At oral arguments, the Petitioner sought to draw a distinction between challenging the collection of tax (which is prohibited by the Act) versus challenging the Notice itself. The injury in the latter case, according to the Petitioner, was not the payment of a tax but rather the cost of complying with the Notice’s reporting requirements. The Petitioner also argued that, if the Act applied to bar a challenge to the Notice, then the Petitioner’s only path to challenging the Notice would be to risk large penalties and potential criminal sanctions. The government, on the other hand, argued that the Petitioner could avoid criminal liabilities by filing a good-faith letter with the IRS stating the Petitioner’s belief that the Notice was unlawful.

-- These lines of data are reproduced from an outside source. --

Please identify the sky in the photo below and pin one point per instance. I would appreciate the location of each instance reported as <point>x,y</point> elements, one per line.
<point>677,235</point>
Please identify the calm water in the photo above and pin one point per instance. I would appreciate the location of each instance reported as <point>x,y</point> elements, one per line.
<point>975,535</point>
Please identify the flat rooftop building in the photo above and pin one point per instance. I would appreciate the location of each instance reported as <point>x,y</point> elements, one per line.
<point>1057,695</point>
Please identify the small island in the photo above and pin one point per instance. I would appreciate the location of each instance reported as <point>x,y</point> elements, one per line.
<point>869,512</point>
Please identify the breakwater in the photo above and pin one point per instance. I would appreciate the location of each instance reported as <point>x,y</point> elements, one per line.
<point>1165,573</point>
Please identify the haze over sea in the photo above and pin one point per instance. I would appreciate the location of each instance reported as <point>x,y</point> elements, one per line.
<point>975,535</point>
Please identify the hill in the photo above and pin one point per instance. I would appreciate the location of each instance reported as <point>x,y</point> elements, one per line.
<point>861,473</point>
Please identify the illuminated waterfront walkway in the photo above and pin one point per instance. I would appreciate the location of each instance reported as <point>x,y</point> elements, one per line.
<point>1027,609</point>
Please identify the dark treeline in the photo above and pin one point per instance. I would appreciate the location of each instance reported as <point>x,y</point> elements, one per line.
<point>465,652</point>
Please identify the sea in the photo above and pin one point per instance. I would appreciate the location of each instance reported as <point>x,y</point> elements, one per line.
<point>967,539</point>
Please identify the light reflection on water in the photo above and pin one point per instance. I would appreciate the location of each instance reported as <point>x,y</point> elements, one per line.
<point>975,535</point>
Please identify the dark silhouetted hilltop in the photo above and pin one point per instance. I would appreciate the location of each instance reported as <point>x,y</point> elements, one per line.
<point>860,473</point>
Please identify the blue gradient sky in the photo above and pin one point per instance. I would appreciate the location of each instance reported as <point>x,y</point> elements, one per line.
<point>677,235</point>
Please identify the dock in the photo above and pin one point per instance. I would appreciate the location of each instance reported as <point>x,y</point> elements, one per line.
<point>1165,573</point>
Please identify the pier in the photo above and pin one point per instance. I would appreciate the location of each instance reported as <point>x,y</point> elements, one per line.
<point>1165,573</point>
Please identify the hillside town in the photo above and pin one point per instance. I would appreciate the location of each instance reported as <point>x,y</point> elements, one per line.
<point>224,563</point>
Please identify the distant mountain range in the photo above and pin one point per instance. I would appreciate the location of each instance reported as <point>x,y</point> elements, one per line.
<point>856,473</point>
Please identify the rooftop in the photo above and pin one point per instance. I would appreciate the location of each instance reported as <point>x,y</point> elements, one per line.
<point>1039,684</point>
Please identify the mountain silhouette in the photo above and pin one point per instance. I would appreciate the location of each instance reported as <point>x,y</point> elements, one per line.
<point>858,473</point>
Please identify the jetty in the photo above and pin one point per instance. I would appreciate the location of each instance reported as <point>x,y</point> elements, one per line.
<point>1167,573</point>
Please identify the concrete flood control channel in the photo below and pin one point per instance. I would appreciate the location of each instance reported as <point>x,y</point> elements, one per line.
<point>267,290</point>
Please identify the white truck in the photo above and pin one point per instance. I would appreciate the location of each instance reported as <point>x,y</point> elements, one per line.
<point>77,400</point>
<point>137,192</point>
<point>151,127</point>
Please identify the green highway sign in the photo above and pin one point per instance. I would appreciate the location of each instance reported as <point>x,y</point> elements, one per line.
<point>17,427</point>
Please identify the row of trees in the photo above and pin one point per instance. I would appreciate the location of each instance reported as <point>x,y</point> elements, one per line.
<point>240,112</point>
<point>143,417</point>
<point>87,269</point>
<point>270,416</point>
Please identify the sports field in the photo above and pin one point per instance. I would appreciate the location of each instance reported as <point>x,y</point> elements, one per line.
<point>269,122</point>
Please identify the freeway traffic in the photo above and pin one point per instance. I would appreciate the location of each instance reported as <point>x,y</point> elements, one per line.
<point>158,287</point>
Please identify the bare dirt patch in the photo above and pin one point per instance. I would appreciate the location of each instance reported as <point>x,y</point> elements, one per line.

The Petitioner could then sue for a refund of the penalty.
According to one commentator, “While predicting an outcome from an argument is always tough, CIC seemingly has a slightly better chance at prevailing.”10 A decision in the case is expected by June 2021.
Rev. Proc. 2021-12: Extended Relief for Mortgages
The IRS previously issued Rev. Proc. 2020-26, which provided safe harbors to protect the federal income tax status of REMICs and investment trusts that provide certain forbearances of mortgage loans they hold or that acquire mortgage loans that have received certain forbearances. Additionally, the IRS issued Rev. Proc. 2020-34, which provided safe harbors to protect the federal income tax status of certain investment trusts whose trustees request or agree to certain forbearances of mortgage loans, make certain modifications of real property leases, or accept certain cash contributions.
The safe harbors, however, were set to expire and would not apply to forbearances and related modifications entered into after December 31, 2020. Due to the ongoing financial hardships posed by the COVID-19 pandemic, the Structured Finance Association submitted a letter to the United States Treasury and the IRS, requesting an extension of tax relief relating to forbearances and related modifications. In response to these comments, the IRS released Rev. Proc. 2021-12, which extends the expiration date relevant to the application of the safe harbors in Rev. Proc. 2020-26 and Rev. Proc. 2020-34 to September 30, 2021.